In Brown v. Hicks (C. C.) 24 Fed. 811, it appeared that the libelant entered into an agreement with the agent of the bark “to proceed from the port of New Bedford to Mahe, Seychelles Islands, by steamer, and on his arrival there to take charge, as master, of the bark Andrew Hicks, and perform a whaling voyage in said bark, not exceeding three years in duration, and return with said bark to the port of New Bedford,” and the agent agreed to pay him “one-fifteenth lay or share of the net proceeds of the cargo obtained by said bark during the term of his service as master thereof.” The voyage not proving successful, the agent recalled the bark before the expiration of three years. It was held that the libelant was entitled to recover damages, and that the measure of damages was the sum which his lay would probably have amounted to, calculated upon the basis of the average catch of vessels on the ground from the time the libelant received directions to proceed home to the expiration of the three years, deducting the time it would take for the return voyage to New Bedford. Parsons v. Terry, 1 Low. 60, Fed. Cas. No. 10,782, was cited in support of such holding.
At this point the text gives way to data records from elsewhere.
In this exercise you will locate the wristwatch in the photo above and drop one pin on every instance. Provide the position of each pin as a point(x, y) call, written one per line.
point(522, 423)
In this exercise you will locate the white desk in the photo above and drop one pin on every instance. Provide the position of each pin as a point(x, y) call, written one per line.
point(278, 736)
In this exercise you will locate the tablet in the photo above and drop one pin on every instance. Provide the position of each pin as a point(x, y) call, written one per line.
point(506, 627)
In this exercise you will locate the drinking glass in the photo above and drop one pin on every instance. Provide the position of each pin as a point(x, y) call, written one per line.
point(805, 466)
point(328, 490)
There it was held that, where the master and owner of a whaling vessel had contracted for a cruise of four seasons at a certain lay, and was wrongfully deprived of his command at the end of three seasons, he could recover against his co-owners for damages for his removal-the probable value of his lay for the season on which he was about to enter when displaced.
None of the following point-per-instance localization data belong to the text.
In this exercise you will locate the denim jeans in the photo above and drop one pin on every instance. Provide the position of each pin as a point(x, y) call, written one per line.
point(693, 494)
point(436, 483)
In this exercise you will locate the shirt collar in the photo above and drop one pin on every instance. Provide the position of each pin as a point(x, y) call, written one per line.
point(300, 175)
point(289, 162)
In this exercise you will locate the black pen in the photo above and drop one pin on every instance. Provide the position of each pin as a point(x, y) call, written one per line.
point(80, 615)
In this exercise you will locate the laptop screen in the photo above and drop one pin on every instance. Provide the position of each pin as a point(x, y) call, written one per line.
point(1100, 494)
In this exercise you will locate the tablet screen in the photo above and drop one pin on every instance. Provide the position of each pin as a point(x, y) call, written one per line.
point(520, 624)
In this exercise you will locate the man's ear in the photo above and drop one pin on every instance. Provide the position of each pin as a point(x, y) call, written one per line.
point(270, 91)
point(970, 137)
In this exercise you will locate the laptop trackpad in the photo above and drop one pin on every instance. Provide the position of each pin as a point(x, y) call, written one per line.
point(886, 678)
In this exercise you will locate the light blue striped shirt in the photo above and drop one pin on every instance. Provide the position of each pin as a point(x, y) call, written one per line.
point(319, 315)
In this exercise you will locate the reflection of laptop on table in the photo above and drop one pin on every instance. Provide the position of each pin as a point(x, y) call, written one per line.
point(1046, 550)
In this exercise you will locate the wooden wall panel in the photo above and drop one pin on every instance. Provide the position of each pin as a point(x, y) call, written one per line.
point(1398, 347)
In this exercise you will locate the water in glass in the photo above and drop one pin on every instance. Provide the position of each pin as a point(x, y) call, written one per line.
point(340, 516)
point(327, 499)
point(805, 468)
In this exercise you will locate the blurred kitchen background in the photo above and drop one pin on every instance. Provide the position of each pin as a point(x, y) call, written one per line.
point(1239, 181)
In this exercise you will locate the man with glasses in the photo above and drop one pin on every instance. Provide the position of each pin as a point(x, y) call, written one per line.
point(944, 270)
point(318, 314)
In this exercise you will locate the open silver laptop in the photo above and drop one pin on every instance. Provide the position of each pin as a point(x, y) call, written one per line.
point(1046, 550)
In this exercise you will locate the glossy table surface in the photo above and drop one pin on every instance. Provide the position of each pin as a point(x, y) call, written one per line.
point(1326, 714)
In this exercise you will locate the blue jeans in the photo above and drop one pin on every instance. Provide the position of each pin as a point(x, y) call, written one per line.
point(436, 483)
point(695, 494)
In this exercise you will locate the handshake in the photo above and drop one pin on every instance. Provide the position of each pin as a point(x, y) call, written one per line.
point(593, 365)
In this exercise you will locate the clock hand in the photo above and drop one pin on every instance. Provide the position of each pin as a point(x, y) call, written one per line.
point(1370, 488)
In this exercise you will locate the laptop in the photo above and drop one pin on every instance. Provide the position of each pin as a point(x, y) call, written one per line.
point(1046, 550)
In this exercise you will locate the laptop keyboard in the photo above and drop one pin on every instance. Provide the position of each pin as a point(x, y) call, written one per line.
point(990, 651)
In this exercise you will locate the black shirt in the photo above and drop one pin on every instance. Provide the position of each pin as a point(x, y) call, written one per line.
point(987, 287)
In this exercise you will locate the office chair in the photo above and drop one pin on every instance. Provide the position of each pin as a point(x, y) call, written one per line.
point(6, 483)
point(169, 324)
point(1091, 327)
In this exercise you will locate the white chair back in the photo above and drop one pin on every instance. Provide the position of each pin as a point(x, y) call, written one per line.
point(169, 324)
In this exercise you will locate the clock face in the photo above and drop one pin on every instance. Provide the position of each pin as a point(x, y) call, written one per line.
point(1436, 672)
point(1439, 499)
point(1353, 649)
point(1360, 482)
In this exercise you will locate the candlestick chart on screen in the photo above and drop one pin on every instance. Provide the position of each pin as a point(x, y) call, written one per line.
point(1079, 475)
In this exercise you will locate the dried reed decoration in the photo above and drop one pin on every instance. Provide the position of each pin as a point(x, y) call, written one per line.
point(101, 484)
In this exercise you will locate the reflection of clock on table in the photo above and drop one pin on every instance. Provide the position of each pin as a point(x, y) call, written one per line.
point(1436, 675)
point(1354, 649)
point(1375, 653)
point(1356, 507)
The result of the inquiry is that the attention of the court is called to no case where a vessel was lost by collision and there was an allowance of damages for the use of the vessel after her destruction, except for pending freight or for charter hire, which is in the nature of freight. Where the vessel was not regarded as a total loss, and compensation made therefor, demurrage according to the usual rule is allowed, and in the case of fishing vessels such demurrage or *536damages for detention have been ascertained by considering her probable net earnings in the enterprise to which she was devoted. So, where there has been a contract to employ a person upon a fishing expedition, from which he was entitled to recover for his services a certain share of the profits, of the catch, his injury has been measured by the probable profits of such catch. In the present case, however, the libelants demand to recover not only for the total loss of the vessel and all property lost or injured at the time, but also for her use or earnings during the immediate voyage in which she was engaged and the voyages which she might further make during the season thereafter. Such a rule would keep the vessel afloat after her destruction, and credit her with fish in the sea apprehended only in expectation. It is sustained by no known rule of law, or by no recognized authority. The libelants seek to strengthen their position by the fact that the outfit, bearing in value so considerable a ratio to the vessel, was saved, and that it was rendered useless for the balance of the season. But such a principle is not applied in ordinary cases of collision. The fact that some of the necessary implements for operating the vessel were saved would not authorize the court to give damages for the total loss of the vessel and also demurrage for a loss of use. Interest from the time of the injury takes the place of the value of the use of the vessel and whatever was damaged in connection therewith. Therefore the report of the commissioner is modified to the extent of disallowing whatever was found for loss of probable catch, and substituting therefor the value of the 33 barrels of fish, at the price per barrel as found by the commissioner, with interest on the amount of damages from the time of the collision.